Sur la rivière des Outaouais, à bord du traversier en direction de Quyon (Québec).

Après Montréal–Kingston et Kingston–Ottawa, ceci est le troisième tronçon d'une boucle d'environ 1 100 kilomètres chevauchant le Québec et l'Ontario, pour la plupart sur des pistes cyclables, qu'Isabelle et moi avons décidé de parcourir à vélo. Un itinéraire devant nous conduire successivement à Kingston (via le canal de Soulanges et la Waterfront Trail), Ottawa (via les sentiers K&P et Cataraqui), Wakefield (via le parc de la Gatineau), Mont-Laurier (en partie via la véloroute des Draveurs), puis Montréal (via le P'tit train du nord).

En remontant la vallée de la rivière Gatineau, nous serons en quelque sorte sur les traces des draveurs. L'industrie forestière a longtemps été le moteur économique de la région. À partir du début du 19e siècle, on abattait les arbres l'hiver — à l'origine le pin puis, plus tard, d'autres essences comme l'érable, le chêne et l'épinette — et dès le printemps on utilisait la rivière pour le transport des billots jusqu'aux usines de sciage et de papier situées en aval. Jusqu'à la dernière drave, en 1991, ce sont les draveurs, ces hommes intrépides qui travaillaient sur la rivière, qui relancaient dans le courant les billots échoués et défaisaient les blocages.

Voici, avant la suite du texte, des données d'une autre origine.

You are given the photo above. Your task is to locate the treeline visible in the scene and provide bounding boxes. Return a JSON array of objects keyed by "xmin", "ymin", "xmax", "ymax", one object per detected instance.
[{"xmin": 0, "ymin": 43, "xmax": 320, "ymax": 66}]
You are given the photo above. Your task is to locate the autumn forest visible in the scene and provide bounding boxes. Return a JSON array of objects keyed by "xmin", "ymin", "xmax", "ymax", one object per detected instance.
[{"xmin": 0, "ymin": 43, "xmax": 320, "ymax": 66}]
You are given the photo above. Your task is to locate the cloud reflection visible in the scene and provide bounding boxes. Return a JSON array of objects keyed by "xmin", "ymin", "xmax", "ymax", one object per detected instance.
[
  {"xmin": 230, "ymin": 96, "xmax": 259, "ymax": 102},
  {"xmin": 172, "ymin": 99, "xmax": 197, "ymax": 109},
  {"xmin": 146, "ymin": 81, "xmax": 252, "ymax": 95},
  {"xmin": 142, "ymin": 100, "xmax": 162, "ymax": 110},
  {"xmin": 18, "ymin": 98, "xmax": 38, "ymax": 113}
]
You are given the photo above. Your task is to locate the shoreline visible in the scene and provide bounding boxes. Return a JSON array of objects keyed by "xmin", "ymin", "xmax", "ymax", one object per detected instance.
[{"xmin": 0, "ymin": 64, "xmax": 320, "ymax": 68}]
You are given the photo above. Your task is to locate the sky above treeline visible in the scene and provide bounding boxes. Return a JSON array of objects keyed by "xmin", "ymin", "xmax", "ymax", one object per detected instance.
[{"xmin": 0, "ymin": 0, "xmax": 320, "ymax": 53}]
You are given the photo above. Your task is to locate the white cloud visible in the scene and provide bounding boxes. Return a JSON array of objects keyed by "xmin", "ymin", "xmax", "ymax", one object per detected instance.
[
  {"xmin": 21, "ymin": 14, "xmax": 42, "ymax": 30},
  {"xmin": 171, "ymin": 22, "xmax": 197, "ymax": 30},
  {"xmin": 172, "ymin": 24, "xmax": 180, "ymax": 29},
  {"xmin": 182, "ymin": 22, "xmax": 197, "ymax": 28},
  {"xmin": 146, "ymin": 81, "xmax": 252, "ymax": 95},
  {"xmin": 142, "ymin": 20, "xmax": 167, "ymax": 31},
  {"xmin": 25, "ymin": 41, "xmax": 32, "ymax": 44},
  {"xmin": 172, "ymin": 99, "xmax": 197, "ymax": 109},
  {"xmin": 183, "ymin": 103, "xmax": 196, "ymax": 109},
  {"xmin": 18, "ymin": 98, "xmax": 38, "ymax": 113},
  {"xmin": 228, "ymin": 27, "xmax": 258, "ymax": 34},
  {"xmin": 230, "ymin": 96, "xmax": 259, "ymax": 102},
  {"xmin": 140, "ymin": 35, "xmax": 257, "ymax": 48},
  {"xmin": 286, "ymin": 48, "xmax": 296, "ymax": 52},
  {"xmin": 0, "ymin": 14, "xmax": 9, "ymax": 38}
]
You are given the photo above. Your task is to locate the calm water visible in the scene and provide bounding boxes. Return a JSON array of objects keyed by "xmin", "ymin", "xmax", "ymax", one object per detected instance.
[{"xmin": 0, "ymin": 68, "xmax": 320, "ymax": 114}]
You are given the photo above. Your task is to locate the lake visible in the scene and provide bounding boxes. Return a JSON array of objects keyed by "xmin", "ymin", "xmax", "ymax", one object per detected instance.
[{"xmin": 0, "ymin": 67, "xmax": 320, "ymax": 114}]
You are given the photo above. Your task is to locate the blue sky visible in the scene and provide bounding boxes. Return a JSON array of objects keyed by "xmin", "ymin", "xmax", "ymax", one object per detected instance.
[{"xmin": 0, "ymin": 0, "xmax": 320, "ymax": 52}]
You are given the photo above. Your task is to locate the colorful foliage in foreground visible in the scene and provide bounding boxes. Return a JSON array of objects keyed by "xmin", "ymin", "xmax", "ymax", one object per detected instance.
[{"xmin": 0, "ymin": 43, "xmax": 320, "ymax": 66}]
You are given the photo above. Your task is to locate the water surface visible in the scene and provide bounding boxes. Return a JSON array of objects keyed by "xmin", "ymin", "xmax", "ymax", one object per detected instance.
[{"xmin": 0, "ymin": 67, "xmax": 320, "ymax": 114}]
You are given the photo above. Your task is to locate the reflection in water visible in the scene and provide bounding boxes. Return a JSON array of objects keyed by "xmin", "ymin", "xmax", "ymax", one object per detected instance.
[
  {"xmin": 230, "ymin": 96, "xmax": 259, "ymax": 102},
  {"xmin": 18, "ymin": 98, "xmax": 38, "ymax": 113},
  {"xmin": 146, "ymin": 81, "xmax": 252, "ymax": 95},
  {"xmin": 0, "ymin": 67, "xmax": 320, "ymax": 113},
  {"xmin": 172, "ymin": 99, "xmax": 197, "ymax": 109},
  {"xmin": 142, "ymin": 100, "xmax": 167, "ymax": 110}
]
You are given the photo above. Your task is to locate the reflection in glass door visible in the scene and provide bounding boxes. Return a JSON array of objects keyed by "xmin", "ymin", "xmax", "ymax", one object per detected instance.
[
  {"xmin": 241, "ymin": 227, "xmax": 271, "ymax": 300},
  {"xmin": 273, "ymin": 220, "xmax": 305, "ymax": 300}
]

Mais à partir du moment où nous atteindrons la véloroute des Draveurs, nous serons en même temps sur les traces des cheminots ! En effet, la piste cyclable suit le tracé d'une ancienne voie ferroviaire qui remontait la vallée de la Gatineau jusqu'à Maniwaki. Complété en 1904, le chemin de fer de la Ottawa & Gatineau Valley Railroad Company fut abandonné en 1986 et le tronçon Wakefield–Maniwaki démantelé. Un train touristique, tracté par une locomotive à vapeur de 1907, fut opéré pendant quelques étés entre Gatineau et Wakefield, mais après que des pluies diluviennes aient endommagé la voie, en 2011, celui-ci n'a jamais été remis en service. Quant à la véloroute des Draveurs, il s'agit d'un tronçon de 72 km, reliant Low et Maniwaki, qui a été converti en piste cyclable.

À Quyon, un village qui semble avoir connu des jours meilleurs.

Mini-maison.

À Quyon.

Une dame très accueillante et un brin courageuse a récemment acheté et remis en état ce restaurant de Quyon où nous avons déjeuné.

Rencontre du troisième type.

Un bref arrêt au dépanneur avant de quitter la route 148 par le chemin Eardley-Masham pour rejoindre le parc de la Gatineau.

Vue sur le lac Renaud, dans le parc de la Gatineau.

Un chevreuil peu farouche, dans le parc de la Gatineau.

Un sentier de vélo de montagne. Tous ne sont pas aussi plats que celui-ci !

Le parc de la Gatineau est un paradis du vélo de montagne, sillonné de sentiers cyclables où l'on peut s'organiser de très beaux circuits, mais les informations en ligne n'étaient pas si claires sur la nature des sentiers. Une fois sur place, nous nous sommes trouvés être les seuls fous à les emprunter avec des vélos chargés de bagages… Dans le même genre d'aventure, nous avons eu un peu d'entraînement sur le sentier Cataraqui, mais ici la topographie est nettement plus accidentée !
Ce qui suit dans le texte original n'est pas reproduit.